A higher proportion of foreign-born was found in cluster, in contrast with data obtained by other European countries[5,21,28]. Related to the Foreign-Clusters, MDR transmission could be occurring outside Spain. Most of these clusters were Inter-Regional-Clusters, what could be an indicative of importations of common strains from abroad. These patients could have arrived ill, or at least infected, to our country, what reports a high TB burden in their origin countries[28-30]. For instance, tb27 cluster detected cases coming from Equatorial Guinea, most of these cases developed MDR-TB within 3 months after their arrival. Similarly, for tb23, which included two adopted girls from Ethiopia resided in different Spanish regions, was certainly verified[5,29]. Furthermore, the fact that three of these foreign-MDR genotypes were also present in TESSy, supports that they were likewise circulating in Europe outside our country. In contrast, the detection of 25 Mixed-Clusters makes us speculate the presence of transmission of MDR-TB in our own country.

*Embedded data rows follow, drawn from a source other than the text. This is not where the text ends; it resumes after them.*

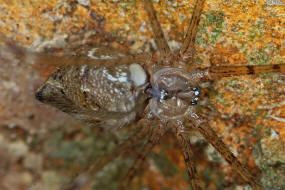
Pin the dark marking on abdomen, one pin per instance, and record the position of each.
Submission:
(250, 69)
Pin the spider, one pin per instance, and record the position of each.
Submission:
(129, 88)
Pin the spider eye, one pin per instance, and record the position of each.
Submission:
(173, 93)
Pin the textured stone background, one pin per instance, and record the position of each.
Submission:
(42, 148)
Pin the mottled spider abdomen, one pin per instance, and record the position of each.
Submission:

The present study is subject to a number of limitations. For instance, the transfer of MDR-TB isolates was carried out voluntarily. Nevertheless, counting the participation of the national reference laboratory for mycobacteria and with the agreement of 90% of the mycobacterial laboratories of the National Health System, allowed us to consider that our results should not differ substantially from the real MDR-TB situation in Spain. Notably, all Spanish regions participated. Also, it has to be taken into account the considerable proportion of clinically diagnosed TB, with the consequent loss of microbiology confirmed cases (70.4%)[31]. Besides, it could happen that two identical genetic isolates analysed with two different techniques in two different times-frames, were not detected as being clonally related. Finally, the health information systems do not disaggregate TB outcome data. In this sense, information on contact tracing, treatment outcome and complete resistance profile was only available for a variable proportion of patients, so these relationships could not be explored. Due to the limited discriminatory power of RFLP and MIRU-VNTR, tracing transmission was not elucidated, however, our study shows an approximate picture of the MDR strains that circulated in our country between 1998 and 2017. Undoubtedly, WGS applied to future isolates would better track disease transmission than the present study.

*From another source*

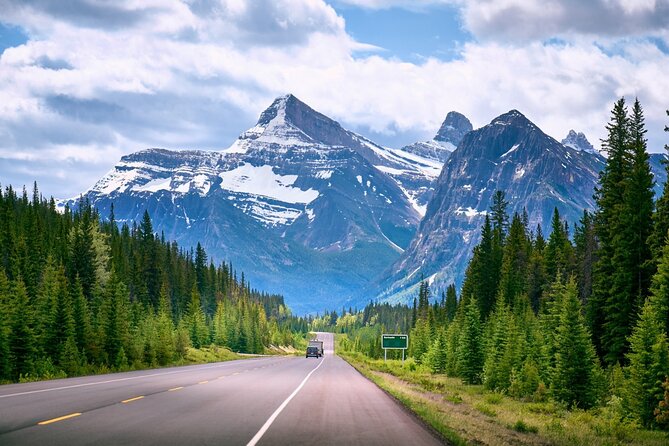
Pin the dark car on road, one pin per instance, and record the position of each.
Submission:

In conclusion, the continuity of genotyping for 20 years, together with the overlapping of standard methods used, has allowed us to create a real portrait of the circulating MDR/XDR strains over 18 years in Spain. Having a networked system and a long study period is an advantage over partial and short-term molecular studies. The report and centralisation of the genotypes in the European Union provides more information about the MDR-TB situation in Spain by finding similar genotype in other countries. The use of WGS, as an exclusive tool for molecular typing, will facilitate better discrimination of MDR strains, although doing so without considering existing data will reduce the traceability of cases and may make it difficult to monitor MDR-TB.